Paradoxalement, nous pourrions aussi présenter l’ordinateur, le téléphone portable et le baladeur comme des objets non-communicants. Qui n’a pas essayé d’adresser la parole à un jeune, dans la rue ou dans un transport en commun, sourd à toute tentative de communication, comme refermé sur lui-même et tout investi de la musique que lui diffusent deux écouteurs vissés sur les oreilles ? Quel parent ne s’est pas plaint de voir son adolescent claquemuré dans sa chambre sous le fallacieux prétexte de travailler, pour mieux s’isoler et passer des heures sur Internet, sur MSN et surtout sur Facebook ? Ce n’est même plus la peine de fouiller sa chambre dans l’espoir d’y dénicher le journal intime qui rassurera ses proches sur ses activités et ses fréquentations ou qui à l’inverse affolera un père ou une mère candidats aux nuits blanches, tout est dans son ordinateur, protégé par un code d’accès. Certains jeunes ne lâchent pas deux phrases dans une journée passée à la maison, pas même à la table familiale, mais sont reliés en permanence à leur tribu d’amis, par mail ou par SMS, car leur téléphone n’est jamais bien loin.
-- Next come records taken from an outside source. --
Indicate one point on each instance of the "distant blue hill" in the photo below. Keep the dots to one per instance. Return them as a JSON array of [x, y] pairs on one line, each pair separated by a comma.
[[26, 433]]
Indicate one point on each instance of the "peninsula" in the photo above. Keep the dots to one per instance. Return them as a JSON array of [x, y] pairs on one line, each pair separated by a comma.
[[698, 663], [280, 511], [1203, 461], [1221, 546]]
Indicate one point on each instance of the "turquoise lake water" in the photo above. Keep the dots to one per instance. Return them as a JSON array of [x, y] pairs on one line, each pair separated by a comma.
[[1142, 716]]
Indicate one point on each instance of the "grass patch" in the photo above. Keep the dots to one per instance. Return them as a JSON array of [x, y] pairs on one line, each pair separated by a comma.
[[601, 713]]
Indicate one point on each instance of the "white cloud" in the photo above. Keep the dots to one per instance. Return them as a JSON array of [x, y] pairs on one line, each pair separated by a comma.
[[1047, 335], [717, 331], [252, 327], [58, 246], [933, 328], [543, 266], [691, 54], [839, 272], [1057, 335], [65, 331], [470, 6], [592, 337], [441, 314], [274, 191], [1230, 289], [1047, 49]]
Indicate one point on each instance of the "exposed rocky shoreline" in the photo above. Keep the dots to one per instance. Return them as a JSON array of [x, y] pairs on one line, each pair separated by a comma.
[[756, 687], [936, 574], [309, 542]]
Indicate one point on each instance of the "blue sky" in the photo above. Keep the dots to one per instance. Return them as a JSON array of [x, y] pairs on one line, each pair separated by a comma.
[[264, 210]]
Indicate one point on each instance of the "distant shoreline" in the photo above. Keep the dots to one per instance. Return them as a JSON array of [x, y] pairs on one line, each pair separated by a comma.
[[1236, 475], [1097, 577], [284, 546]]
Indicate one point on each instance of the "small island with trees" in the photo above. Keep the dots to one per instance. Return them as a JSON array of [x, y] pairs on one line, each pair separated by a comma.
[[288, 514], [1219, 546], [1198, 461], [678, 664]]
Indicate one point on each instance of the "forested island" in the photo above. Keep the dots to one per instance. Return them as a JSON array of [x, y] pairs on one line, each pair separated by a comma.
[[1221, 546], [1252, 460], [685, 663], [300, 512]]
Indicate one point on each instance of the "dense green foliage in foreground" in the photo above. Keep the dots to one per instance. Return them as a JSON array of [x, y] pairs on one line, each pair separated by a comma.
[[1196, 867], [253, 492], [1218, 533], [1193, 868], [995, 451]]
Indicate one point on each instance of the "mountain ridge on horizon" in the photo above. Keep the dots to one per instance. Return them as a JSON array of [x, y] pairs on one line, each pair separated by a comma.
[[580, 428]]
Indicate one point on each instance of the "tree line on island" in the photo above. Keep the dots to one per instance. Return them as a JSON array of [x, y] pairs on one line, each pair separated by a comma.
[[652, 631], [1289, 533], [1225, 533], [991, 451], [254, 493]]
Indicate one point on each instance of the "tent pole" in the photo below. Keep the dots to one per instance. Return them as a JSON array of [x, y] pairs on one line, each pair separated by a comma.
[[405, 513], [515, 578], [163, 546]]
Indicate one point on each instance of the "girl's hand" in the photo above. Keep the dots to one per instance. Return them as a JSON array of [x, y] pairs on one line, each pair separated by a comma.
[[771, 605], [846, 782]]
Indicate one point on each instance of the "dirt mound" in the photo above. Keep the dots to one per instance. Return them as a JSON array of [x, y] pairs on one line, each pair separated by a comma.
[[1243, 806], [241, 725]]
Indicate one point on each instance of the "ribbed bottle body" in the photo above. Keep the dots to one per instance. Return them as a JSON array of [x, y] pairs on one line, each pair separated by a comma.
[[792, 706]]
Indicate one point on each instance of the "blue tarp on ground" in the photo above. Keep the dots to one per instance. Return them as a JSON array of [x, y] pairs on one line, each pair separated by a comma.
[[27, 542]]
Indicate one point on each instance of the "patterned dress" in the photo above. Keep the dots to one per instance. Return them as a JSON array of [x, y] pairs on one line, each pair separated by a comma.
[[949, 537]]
En cours, on les voit baisser la tête en direction de leurs genoux, sur lesquels repose à n’en pas douter le jouet favori, indétectable dans l’espace souterrain du bureau, toute sonnerie éteinte garante de sa discrétion. Aujourd’hui, les téléphones sont muets, mais leur écran s’allume signalant un appel, auquel ils peuvent répondre aussi clandestinement. Il n’est pas rare non plus de voir une personne émerger d’un groupe d’amis et répondre à un appel téléphonique, sans se soucier de la présence de ses voisins, ce sont les autres qui se sentent alors rejetés de la sphère intime et donc frustrés. Cette rupture dans la communication est inconsciente pour celui qui la provoque mais perçue comme un manque de savoir-vivre par l’entourage.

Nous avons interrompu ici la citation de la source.